# Waxing: How long will it take a shop to do it.



## ThugHunter

I'm heading up to Summit County in a couple weeks and haven't ridden since last April. I need to get the board waxed and was curious who I should go to and how long should I expect it to take. I fly in Friday morning, so I don't expect to ride that day, but I would like to get the board waxed that day. We are going to try to hit either Loveland or A-Basin that day if time permits, so if I brought it to their tuning shop what kind of time and I looking at for them to wax it. 

Also, does anyone recommend a certain place to go to have the board waxed? Or anyone to avoid. Last time I was there, I noticed Sports Authority in Dillon had a shop that waxes and does other minor work. They're open later than the shops at the resorts too. Would I be fine just going there to get the waxing done?


----------



## MunkySpunk

Precisely 10.429673 minutes. Right on the nose. No more no less. 

How many boards came in before you and are waiting in line? Are you getting a machine wax or a hand wax? Is today the day their shop guy is off? Did their wax machine break? Is their wax guy just a slow worker? Are they slammed with other customers and the tuning guy can't get off the sales floor? You're asking for a definitive answer when there is none to give. You've given no information, and there are too many variables to consider.


----------



## PeterG

It takes a lot longer than doing it yourself.


----------



## VietOne

I decided to buy a waxing Iron for $30 bucks with the beveled edges. I also got 3000mg of snowboard wax. It's a lot for another $40.

I can edge tune and wax my snowboard in around 25 minutes.


----------



## Tarzanman

I am going to bring my edge tool and wax with me on this trip. I will also bring a scraper (of course). The only thing I haven't decided on is whether to bring my iron or not. Might buy a $10 at walmart to save the hassle of traveling with it.


----------



## ThugHunter

I was only looking for a general response to how long it should take. The amount of times I will wax a board just makes it unnecessary to buy my own setup to do it myself. I will spend the $15 to have someone else do the work once a year. I live in Texas so trips are few and far between. 

BTW, I just dropped my boards off at a local shop here in Texas. I forgot that the shop I buy my wakeboard gear from does snowboard and ski stuff in the winter and has a shop. $15 to hand wax and it'll be ready in a couple days. 

PROBLEM SOLVED!!


----------



## HouseMuzik

PeterG said:


> It takes a lot longer than doing it yourself.

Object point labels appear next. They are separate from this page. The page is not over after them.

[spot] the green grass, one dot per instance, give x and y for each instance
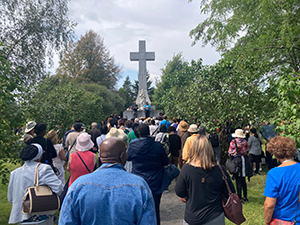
(253, 211)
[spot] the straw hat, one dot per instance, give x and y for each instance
(84, 142)
(29, 126)
(239, 133)
(193, 128)
(183, 126)
(114, 132)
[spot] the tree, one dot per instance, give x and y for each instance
(60, 105)
(88, 61)
(267, 34)
(164, 85)
(32, 31)
(126, 93)
(10, 116)
(269, 29)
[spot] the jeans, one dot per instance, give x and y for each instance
(241, 184)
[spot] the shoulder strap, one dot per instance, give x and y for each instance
(297, 206)
(83, 162)
(155, 130)
(225, 179)
(36, 175)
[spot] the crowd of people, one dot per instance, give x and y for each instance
(117, 170)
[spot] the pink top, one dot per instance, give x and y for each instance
(77, 168)
(242, 147)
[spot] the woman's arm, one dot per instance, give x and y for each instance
(180, 188)
(269, 207)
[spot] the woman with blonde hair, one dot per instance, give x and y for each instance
(201, 182)
(282, 184)
(58, 161)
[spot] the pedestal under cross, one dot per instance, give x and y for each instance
(142, 56)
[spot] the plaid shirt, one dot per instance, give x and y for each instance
(242, 147)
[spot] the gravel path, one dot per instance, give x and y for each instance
(171, 207)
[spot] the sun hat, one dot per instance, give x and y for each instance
(31, 152)
(239, 133)
(183, 126)
(29, 126)
(114, 132)
(84, 142)
(193, 128)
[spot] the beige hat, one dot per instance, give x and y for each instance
(239, 133)
(193, 128)
(84, 142)
(183, 126)
(29, 126)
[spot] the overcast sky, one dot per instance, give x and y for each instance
(164, 24)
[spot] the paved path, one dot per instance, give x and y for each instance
(171, 207)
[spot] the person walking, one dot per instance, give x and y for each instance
(110, 195)
(148, 160)
(201, 181)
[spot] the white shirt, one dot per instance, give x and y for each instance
(23, 177)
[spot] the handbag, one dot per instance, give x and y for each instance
(170, 173)
(283, 222)
(39, 198)
(232, 206)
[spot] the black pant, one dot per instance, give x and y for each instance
(157, 203)
(241, 183)
(256, 159)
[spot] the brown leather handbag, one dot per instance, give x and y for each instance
(39, 198)
(232, 206)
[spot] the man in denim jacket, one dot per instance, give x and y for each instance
(110, 195)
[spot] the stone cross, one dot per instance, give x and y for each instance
(142, 56)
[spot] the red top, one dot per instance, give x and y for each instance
(77, 168)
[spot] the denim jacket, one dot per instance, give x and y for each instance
(110, 195)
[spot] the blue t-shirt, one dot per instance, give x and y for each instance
(283, 183)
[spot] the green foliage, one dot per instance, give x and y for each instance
(59, 105)
(10, 116)
(33, 31)
(266, 29)
(88, 61)
(288, 106)
(168, 74)
(111, 101)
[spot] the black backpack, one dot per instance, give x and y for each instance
(214, 140)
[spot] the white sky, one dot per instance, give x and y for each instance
(164, 24)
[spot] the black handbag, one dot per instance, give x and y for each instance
(232, 206)
(39, 198)
(170, 173)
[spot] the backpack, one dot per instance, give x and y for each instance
(163, 138)
(214, 140)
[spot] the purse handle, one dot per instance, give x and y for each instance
(224, 177)
(36, 175)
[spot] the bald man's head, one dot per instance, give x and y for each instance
(113, 150)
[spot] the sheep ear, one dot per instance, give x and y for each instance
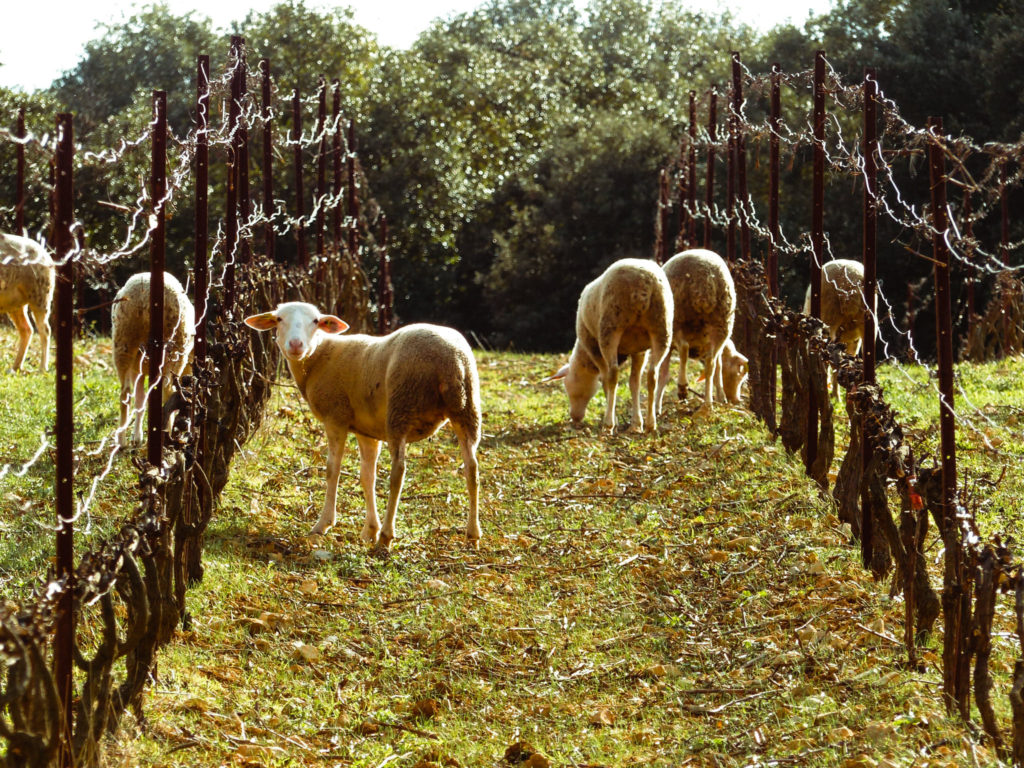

Work at a shop and that's pretty much a complete lie.  Most can do it in about 2-3 minutes on a belt. Hot waxes are done occassionally, but those people do it for a living so even there you could probably have it in 15-20 minutes.


----------



## PeterG

HouseMuzik said:


> Work at a shop and that's pretty much a complete lie.  Most can do it in about 2-3 minutes on a belt. Hot waxes are done occassionally, but those people do it for a living so even there you could probably have it in 15-20 minutes.


It can be faster but almost never is. Lets not forget to count time to take it there and back.


----------



## HouseMuzik

If they're taking longer than that than you're not getting good service IMHO. Agreed on the travel time, but if you want it done right and don't want to do it yourself, its worth it. edges are obviously less important out there in the West cause its pow rather than ice...


----------



## PeterG

Where I live I can wax and edge mine and my friends board before I even get halfway to a shop.


----------



## Guest

I just called 4 shops in town(from the smaller ones to the big chains) and got quoted at least 3 days for a wax. Why would it take so long? By all accounts and all the videos I've watched, it can't take more than 30minutes to do it by hand. If I didn't live in a condo and actually had the space to do it myself, I think I would.


----------



## john doe

Florac said:


> If I didn't live in a condo and actually had the space to do it myself, I think I would.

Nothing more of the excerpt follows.